In women, the return of regular menstrual cycles is a useful clinical marker that energy status is recovering. Combined oral contraceptives should not be prescribed solely to restore menstruation or protect bone, because they do not reliably restore bone and they mask the menstrual signal that tells you whether treatment is working, although they remain appropriate for contraception or another clinical indication. Where amenorrhoea and low bone density persist despite adequate energy restoration, transdermal 17-beta-oestradiol with cyclical progesterone may be considered under specialist guidance, and it is preferred to an oral preparation because oral oestrogen undergoes a hepatic first pass that suppresses insulin-like growth factor 1, blunting the bone benefit. Serum 25-hydroxyvitamin D and calcium intake are assessed and any deficit corrected, alongside rather than instead of energy correction.
Recovery is slow, often many months, and bone density lags further behind. Prevention works better: education for athletes, coaches and parents, sensible load progression, and a culture that treats fuelling as part of training rather than an afterthought.
Managing relative energy deficiency in sport: closing the energy gap, modifying load by severity, and a graded return decided on health markers.
Key Evidence and Guidelines
•The 2023 IOC consensus statement on relative energy deficiency in sport, in the British Journal of Sports Medicine, updates the terminology from RED-S to REDs, along with the conceptual models and the evidence base.
•The IOC clinical assessment tool for REDs supports screening, severity and risk stratification, and participation decisions.
•Health4Performance, the British Association of Sport and Exercise Medicine educational resource, provides UK material for athletes, dancers, coaches, parents and clinicians.

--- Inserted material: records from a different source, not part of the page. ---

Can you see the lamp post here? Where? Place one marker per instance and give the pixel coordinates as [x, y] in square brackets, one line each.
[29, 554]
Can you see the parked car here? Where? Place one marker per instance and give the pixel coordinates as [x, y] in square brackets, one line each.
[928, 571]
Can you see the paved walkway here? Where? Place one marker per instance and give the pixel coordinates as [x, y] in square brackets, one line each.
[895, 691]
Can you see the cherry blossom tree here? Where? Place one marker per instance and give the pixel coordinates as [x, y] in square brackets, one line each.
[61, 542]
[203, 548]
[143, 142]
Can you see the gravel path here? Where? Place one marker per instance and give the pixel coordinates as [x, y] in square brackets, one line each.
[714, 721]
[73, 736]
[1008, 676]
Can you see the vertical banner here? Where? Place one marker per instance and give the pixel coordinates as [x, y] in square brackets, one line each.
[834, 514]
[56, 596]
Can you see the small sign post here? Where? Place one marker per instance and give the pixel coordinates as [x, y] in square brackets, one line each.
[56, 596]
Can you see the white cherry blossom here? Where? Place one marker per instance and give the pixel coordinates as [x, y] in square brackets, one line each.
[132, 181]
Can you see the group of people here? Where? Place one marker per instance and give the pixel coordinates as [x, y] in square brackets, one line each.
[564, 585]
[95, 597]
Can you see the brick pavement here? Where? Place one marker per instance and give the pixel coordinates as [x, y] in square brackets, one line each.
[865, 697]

•Current NICE guidance on eating disorders applies where an eating disorder is identified, with immediate referral to a specialist service.
Exam Tips
•REDs is caused by problematic low energy availability, which may be inadvertent or driven by disordered eating.
•It affects male and female athletes at all levels and is under-recognised in men.
•It encompasses and extends the female athlete triad to more body systems and to men.
•Recurrent bone stress injury and unexplained underperformance are the classic clinic presentations.
•It is a clinical diagnosis with no single confirmatory test, so exclude other causes for each finding.
•Treat by correcting the energy deficit with a multidisciplinary team; contraceptives do not restore bone.